3. Storages.
(i) The storage problem. As was explained in § 1 it is necessary for the calculator to have a memory or information storage. Actually this appears to be the main limitation in the design of a calculator, i.e. if the storage problem can be solved all the rest is comparatively straightforward. In the past it has not been possible to store very large quantities of information economically in such a way that the information is readily accessible. There were economical methods such as storage on five-unit tape, but with these the information was not readily accessible, especially if one wishes to jump from point to point. There were also forms with good accessibility, such as storage on relays and valves, but these were quite prohibitively uneconomical. There are now several possibilities for combining economy with accessibility which have been developed, or are being developed. In this section we describe the one which will most probably be used in the calculator.
(ii) Delay line storage. All forms of storage depend on modifying in some way the physical state of some storage medium. In the case of ‘delay line storage’ the medium consists of mercury, water, or some other liquid in a tube or tank, and we modify its state of compression at various points along the tube. This is done by forcing supersonic waves into the tube from one end. The state of the storage medium is not constant as it would be for instance if the storage medium were paper or magnetic tape. The information moves along the tube with the speed of sound. Unless we take some precautions the sound carrying the information will pass out of the end of the tube and be lost. We can effectively prevent this by detecting the sound in some way (some form of microphone) as it comes out, and amplifying it and putting it back at the beginning. The amplifying device must correct for the attenuation of the tube, and must also correct for any distortion of form caused by the transmission through the tube, otherwise after many passages through the tube the form will be eventually completely lost. We can only restore the form of the signal satisfactorily if the various possible ideal signal forms are quite distinct, for otherwise it will not be possible to distinguish between the undistorted form of one signal and a distorted form of another. The scheme actually proposed only recognizes 21024 distinct states of compression of the water medium, these being sequences of 1024 pulses of two different sizes, one of which will probably be zero. The amplifier at the end of the line always reshapes the signal to bring it back to the nearest ideal signal.

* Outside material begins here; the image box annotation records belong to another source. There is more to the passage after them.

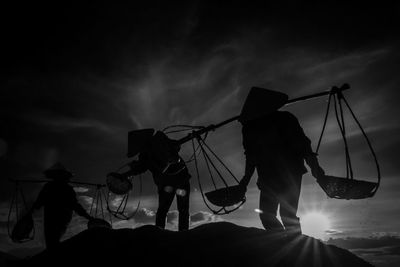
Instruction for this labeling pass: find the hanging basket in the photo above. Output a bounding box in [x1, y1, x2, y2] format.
[316, 84, 381, 199]
[106, 172, 132, 195]
[87, 218, 112, 229]
[317, 175, 379, 199]
[11, 214, 34, 243]
[204, 185, 246, 207]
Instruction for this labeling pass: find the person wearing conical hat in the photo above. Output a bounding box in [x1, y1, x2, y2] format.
[240, 110, 324, 235]
[32, 162, 93, 248]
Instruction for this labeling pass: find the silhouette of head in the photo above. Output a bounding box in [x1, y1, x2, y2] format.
[43, 162, 74, 181]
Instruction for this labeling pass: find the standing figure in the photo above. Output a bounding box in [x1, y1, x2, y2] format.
[128, 132, 191, 231]
[32, 163, 93, 249]
[240, 111, 324, 237]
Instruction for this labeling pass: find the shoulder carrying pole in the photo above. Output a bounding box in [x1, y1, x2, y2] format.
[178, 83, 350, 145]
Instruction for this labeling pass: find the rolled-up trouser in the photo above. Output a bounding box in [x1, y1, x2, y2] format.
[260, 175, 301, 234]
[156, 185, 190, 231]
[44, 215, 70, 249]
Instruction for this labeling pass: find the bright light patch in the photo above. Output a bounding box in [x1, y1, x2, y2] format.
[300, 212, 330, 240]
[254, 209, 263, 213]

Alternatively we may consider the delay line simply as providing a delay, as its name implies. We may put a signal into the line, and it is returned to us after a certain definite delay. If we wish to make use of the information contained in it when it comes back after being delayed we do so. Otherwise we just delay it again, and repeat until we do require it. This aspect loses sight of the fact that there is still a storage medium of some kind, with a variety of states according to the information stored.
There are, of course, other forms of delay line than those using acoustic waves.
(iii) Technical proposals for delay line. Let us now be more specific. It is proposed to build ‘delay line’ units consisting of mercury or water tubes about 5’ long and 1” diameter in contact with a quartz crystal at each end. The velocity of sound in either mercury or water is such that the delay will be 1.024 ms. The information to be stored may be considered to be a sequence of 1024 ‘digits’ (0 or 1), or ‘modulation elements’ (mark or space). These digits will be represented by a corresponding sequence of pulses. The digit 0 (or space) will be represented by the absence of a pulse at the appropriate time, the digit 1 (or mark) by its presence. This series of pulses is impressed on the end of the line by one piece-crystal, it is transmitted down the line in the form of supersonic waves, and is reconverted into a varying voltage by the crystal at the far end. This voltage is amplified sufficiently to give an output of the order of 10 volts peak to peak and is used to gate a standard pulse generated by the clock. This pulse may be again fed into the line by means of the transmitting crystal, or we may feed in some altogether different signal. We also have the possibility of leading the gated pulse to some other part of the calculator, if we have need of that information at the time. Making use of the information does not of course preclude keeping it also. The figures above imply of course that the interval between digits is 1 μs.
It is probable that the pulses will be sent down the line as modulation on a carrier, possibly at a frequency of 15 Mc/s.
(iv) Effects of temperature variations.–The temperature coefficient of the velocity of sound in mercury is quite small at high frequencies. If we keep the temperatures of the tanks correct to within one degree Fahrenheit it will be sufficient. It is only necessary to keep the tanks nearly at equal temperatures. We do not need to keep them all at a definite temperature: variations in the temperature of the room as a whole may be corrected by altering the clock frequency.